DSHEA is responsible for the explosive growth of a supplements industry relieved of the shackles of government oversight. Cohen reports that Americans fork over $32 billion a year for these nostrums. The FDA can’t possibly keep up. Hundreds of supplements have been found to be “adulterated with pharmaceuticals or pharmaceutical analogues, including new stimulants, novel anabolic steroids, unapproved antidepressants, banned weight-loss medications, and untested sildenafil analogues,” Cohen writes. (Sildenafil is the formal name for Viagra.)
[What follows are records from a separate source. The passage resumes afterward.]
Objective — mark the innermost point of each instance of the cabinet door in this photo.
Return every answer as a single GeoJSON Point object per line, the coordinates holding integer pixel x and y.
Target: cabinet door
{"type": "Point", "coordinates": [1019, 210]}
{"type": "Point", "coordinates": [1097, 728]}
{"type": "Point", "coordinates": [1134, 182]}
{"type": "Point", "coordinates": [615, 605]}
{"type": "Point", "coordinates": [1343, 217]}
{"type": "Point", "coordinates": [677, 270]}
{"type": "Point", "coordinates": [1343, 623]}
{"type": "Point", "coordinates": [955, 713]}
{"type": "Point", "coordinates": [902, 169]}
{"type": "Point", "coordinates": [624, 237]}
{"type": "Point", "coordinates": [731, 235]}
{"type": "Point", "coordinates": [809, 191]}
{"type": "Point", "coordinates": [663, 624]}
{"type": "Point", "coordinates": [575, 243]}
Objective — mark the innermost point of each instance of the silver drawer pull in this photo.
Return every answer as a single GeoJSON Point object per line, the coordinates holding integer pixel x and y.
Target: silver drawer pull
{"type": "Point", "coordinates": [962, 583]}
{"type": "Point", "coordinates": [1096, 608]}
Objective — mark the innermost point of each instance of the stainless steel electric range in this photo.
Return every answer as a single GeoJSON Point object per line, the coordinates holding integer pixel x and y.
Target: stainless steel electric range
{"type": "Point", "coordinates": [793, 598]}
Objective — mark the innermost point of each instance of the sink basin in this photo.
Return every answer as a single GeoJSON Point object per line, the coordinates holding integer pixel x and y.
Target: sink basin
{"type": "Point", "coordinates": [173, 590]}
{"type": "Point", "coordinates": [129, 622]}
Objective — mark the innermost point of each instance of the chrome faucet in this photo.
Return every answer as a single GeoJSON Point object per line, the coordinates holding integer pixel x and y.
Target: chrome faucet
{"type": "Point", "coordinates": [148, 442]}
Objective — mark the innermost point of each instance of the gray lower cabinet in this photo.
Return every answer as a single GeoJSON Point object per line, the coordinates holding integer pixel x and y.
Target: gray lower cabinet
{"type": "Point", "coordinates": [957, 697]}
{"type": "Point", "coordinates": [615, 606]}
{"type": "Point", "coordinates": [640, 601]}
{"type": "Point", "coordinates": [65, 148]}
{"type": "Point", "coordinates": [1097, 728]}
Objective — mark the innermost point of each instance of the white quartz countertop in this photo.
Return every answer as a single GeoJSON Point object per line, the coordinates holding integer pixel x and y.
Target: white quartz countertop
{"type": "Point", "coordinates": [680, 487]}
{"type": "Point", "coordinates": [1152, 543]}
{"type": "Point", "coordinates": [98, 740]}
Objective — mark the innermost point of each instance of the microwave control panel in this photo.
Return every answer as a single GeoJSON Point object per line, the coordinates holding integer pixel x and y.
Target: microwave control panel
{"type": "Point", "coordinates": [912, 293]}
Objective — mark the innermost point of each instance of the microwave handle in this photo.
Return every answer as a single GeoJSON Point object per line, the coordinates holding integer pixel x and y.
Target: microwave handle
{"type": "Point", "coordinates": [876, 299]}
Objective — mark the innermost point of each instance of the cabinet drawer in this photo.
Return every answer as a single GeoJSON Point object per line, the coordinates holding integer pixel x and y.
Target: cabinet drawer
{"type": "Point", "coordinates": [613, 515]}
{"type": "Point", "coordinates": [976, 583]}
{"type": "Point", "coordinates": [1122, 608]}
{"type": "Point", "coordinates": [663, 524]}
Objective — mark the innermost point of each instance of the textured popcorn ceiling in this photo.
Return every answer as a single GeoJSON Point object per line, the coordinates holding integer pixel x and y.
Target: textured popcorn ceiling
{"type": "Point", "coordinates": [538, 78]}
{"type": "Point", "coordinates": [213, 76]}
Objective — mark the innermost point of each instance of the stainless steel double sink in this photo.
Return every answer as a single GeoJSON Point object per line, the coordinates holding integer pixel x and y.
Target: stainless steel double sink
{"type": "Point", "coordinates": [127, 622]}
The manufacturers are free to make all sorts of grandiose claims for their products, as long as they protect themselves with what Mark Hoofnagle, an anti-junk science activist, calls the “quack Miranda warning”: “These statements have not been evaluated by the Food and Drug Administration. This product is not intended to diagnose, treat, cure or prevent any disease.”

The FDA bases much of its oversight on reports to MedWatch, a portal for healthcare professionals to report adverse events from drugs, supplements and medical devices, but these reports are sketchy and incomplete -- and since supplements are sold directly to consumers, even the information reaching medical providers is poor. In many cases, the FDA doesn’t even know there’s cause for action until hospitalizations and deaths have already occurred.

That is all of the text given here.